Film de 1970, suite lointaine de Greetings, Hi, Mom ! condense de manière foutraque et furieusement expérimentale tout ce qui va faire le style ultérieur de Brian de Palma, avec en prime une charge politique qu’on ne retrouvera pas chez lui de manière aussi frontale avant Redacted.
Comme le rappelle Samuel Blumenfeld en préface, co-auteur avec Laurent Vachaud d’un livre sur le réalisateur américain, Brian De Palma semble toujours pour le public français avoir débuté sa carrière avec sa période hitchcockienne. Sauf que De Palma avait déjà dix ans de cinéma derrière lui à la sortie de Sœurs de sang, millésime 1973. La reprise de Greetings en 2003 – jusqu’alors inédit en France – puis son édition DVD en 2008 avaient déjà permis de combler cette décennie manquante et de voir combien De Palma était un cinéaste profondément influencé par les années 1960, dans le choix de ses sujets, comme dans sa manière de filmer, bien plus en tout cas que ses concurrents directs, Coppola ou Scorsese.

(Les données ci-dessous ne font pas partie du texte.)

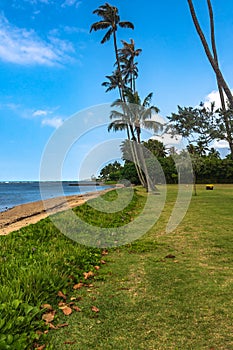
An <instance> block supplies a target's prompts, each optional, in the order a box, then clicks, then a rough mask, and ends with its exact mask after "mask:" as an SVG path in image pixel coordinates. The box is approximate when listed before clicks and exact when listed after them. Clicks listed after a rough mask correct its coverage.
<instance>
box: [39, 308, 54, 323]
mask: <svg viewBox="0 0 233 350" xmlns="http://www.w3.org/2000/svg"><path fill="white" fill-rule="evenodd" d="M55 313H56V311H51V312H46V314H44V315H42V320H44V321H45V322H46V323H49V322H52V321H53V319H54V316H55Z"/></svg>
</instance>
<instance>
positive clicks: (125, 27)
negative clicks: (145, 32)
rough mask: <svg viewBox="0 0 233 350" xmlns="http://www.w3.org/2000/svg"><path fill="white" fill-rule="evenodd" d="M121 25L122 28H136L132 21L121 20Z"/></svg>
mask: <svg viewBox="0 0 233 350" xmlns="http://www.w3.org/2000/svg"><path fill="white" fill-rule="evenodd" d="M119 26H120V27H121V28H130V29H134V25H133V23H131V22H119Z"/></svg>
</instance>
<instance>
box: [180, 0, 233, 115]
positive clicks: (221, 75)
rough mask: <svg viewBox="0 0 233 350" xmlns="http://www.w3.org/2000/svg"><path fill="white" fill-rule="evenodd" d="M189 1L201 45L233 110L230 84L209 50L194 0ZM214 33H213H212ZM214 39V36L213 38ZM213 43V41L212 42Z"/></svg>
mask: <svg viewBox="0 0 233 350" xmlns="http://www.w3.org/2000/svg"><path fill="white" fill-rule="evenodd" d="M187 1H188V5H189V9H190V13H191V16H192V20H193V23H194V25H195V28H196V31H197V33H198V35H199V37H200V40H201V43H202V46H203V48H204V50H205V53H206V56H207V58H208V60H209V62H210V64H211V66H212V68H213V70H214V72H215V74H216V77H217V81H218V84H220V86H221V87H222V88H223V90H224V92H225V94H226V96H227V98H228V100H229V103H230V106H231V109H233V96H232V94H231V90H230V88H229V87H228V84H227V83H226V81H225V79H224V77H223V75H222V72H221V70H220V68H219V65H218V61H216V59H215V58H214V56H213V55H212V53H211V51H210V48H209V45H208V43H207V40H206V38H205V35H204V33H203V31H202V29H201V26H200V24H199V21H198V19H197V15H196V12H195V9H194V6H193V1H192V0H187ZM208 4H209V13H211V12H210V6H211V2H210V0H209V2H208ZM211 9H212V7H211ZM212 33H213V32H212ZM212 38H213V36H212ZM212 42H213V41H212Z"/></svg>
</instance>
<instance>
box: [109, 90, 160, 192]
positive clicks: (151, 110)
mask: <svg viewBox="0 0 233 350" xmlns="http://www.w3.org/2000/svg"><path fill="white" fill-rule="evenodd" d="M152 95H153V94H152V93H150V94H149V95H148V96H146V98H145V99H144V100H143V101H141V99H140V97H139V94H138V92H134V93H133V92H132V91H131V89H128V90H126V91H125V98H126V101H127V102H126V103H122V101H121V100H120V99H118V100H116V101H115V102H113V104H112V107H117V108H118V109H117V110H112V111H111V114H110V119H114V120H113V121H112V122H111V123H110V124H109V126H108V131H110V130H113V131H118V130H126V131H127V138H128V140H130V138H131V139H132V141H133V142H132V143H131V142H130V147H131V155H132V158H133V161H134V164H135V166H136V170H137V173H138V176H139V179H140V181H141V184H142V185H143V186H144V187H145V188H146V189H147V190H148V191H152V190H153V186H152V184H151V183H150V179H149V176H148V174H147V167H146V164H145V159H144V156H143V150H142V147H141V145H140V143H141V129H142V127H144V128H146V129H150V130H153V131H154V132H157V131H158V130H159V129H161V128H162V125H161V124H160V123H158V122H155V121H153V120H151V118H152V114H153V112H155V113H158V112H159V109H158V108H157V107H156V106H153V105H152V106H151V99H152ZM142 169H143V171H144V174H145V175H144V174H143V172H142Z"/></svg>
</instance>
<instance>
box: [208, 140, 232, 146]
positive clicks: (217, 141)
mask: <svg viewBox="0 0 233 350" xmlns="http://www.w3.org/2000/svg"><path fill="white" fill-rule="evenodd" d="M211 147H214V148H229V143H228V142H227V141H225V140H220V141H217V140H215V141H214V143H213V144H212V145H211Z"/></svg>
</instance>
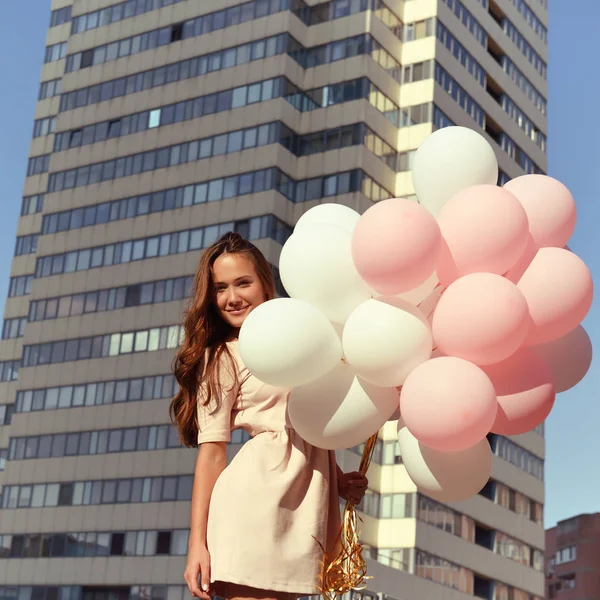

La parution de Hi, Mom ! ne fait que renforcer cette impression. Il y a de la Nouvelle Vague chez De Palma. Beaucoup de Godard. Chez l’un comme l’autre, on retrouve cette propension à filmer l’amour comme une tragédie – parenthèse de bonheur destinée à se refermer –, cette même façon de mettre en scène les contestataires comme des gamins candides – jouant à la révolution comme on fait un croche-pied, parce que le grand soir n’arrivera jamais, impossible lui aussi. Il y a du sexe évidemment. Sa libération. Ou plutôt son mirage. On voit la projection d’un porno, qui n’est plus l’apanage de quelques initiés, mais devenu hype. Un sexe d’homme en plein cadre. Une vierge peu effarouchée. Des corps féminins dénudés réels ou peints. Des galipettes hors-cadre. Un gode rose. Son mode d’emploi fourni par un pharmacien zélé. Mais rien qui ne débouche sur autre chose que la reconstitution de la famille bourgeoise, enfants et machine à laver compris.
En fait, De Palma est un cynique. À chaque valeur dite positive, il oppose son contraire. Pour aimer, il faut trahir. Pour inventer, il faut plagier. Pour filmer, il faut mentir. Pour lui, toute image est une déformation de la réalité, incapable par nature à la refléter pleine et entière, et ce qui fait paradoxalement sa valeur. Le cinéma du réel est une gageure. Même le documentaire est une fiction.
Comme le fait remarquer Jean Douchet en bonus, Hi, Mom ! est ainsi construit sur une série de séquences où l’arrière-plan nie le premier. Où la voix-off discorde avec son illustration. Où Robert De Niro a beau se travestir, Actor’s Studio oblige, en policier à matraque, forcément raciste, en héros du Vietnam, grande gueule cassée, il n’est que caricature, imposture, qui dévoile sa vérité dérisoire et factice à la dernière image, en saluant sa mère : « Hi, Mom !»
Il faut être clair. En soi, Hi, Mom ! est loin du chef d’œuvre, trop inconstant, se noyant dans une narration éclatée. Par contre, pour tout cinéphile, et notamment tout étudiant en cinéma qui se respecte, il s’agit d’un outil précieux, à la fois profession de foi vivifiante d’un artiste débutant et clef déterminante pour l’analyse d’un parcours cinématographique d’une rare densité.
Dans cette œuvre de jeunesse, se trouvent en effet tracées deux grandes lignes de force de De Palma réalisateur. Premièrement, toute personne est à la fois voyeur et vue, et le cinéma a porté cette évidence au rang d’art. Deuxièmement, aucun humain ne peut se placer dans le regard de l’Autre, mais le cinéma conjure cette règle inéluctable en en fantasmant la transgression.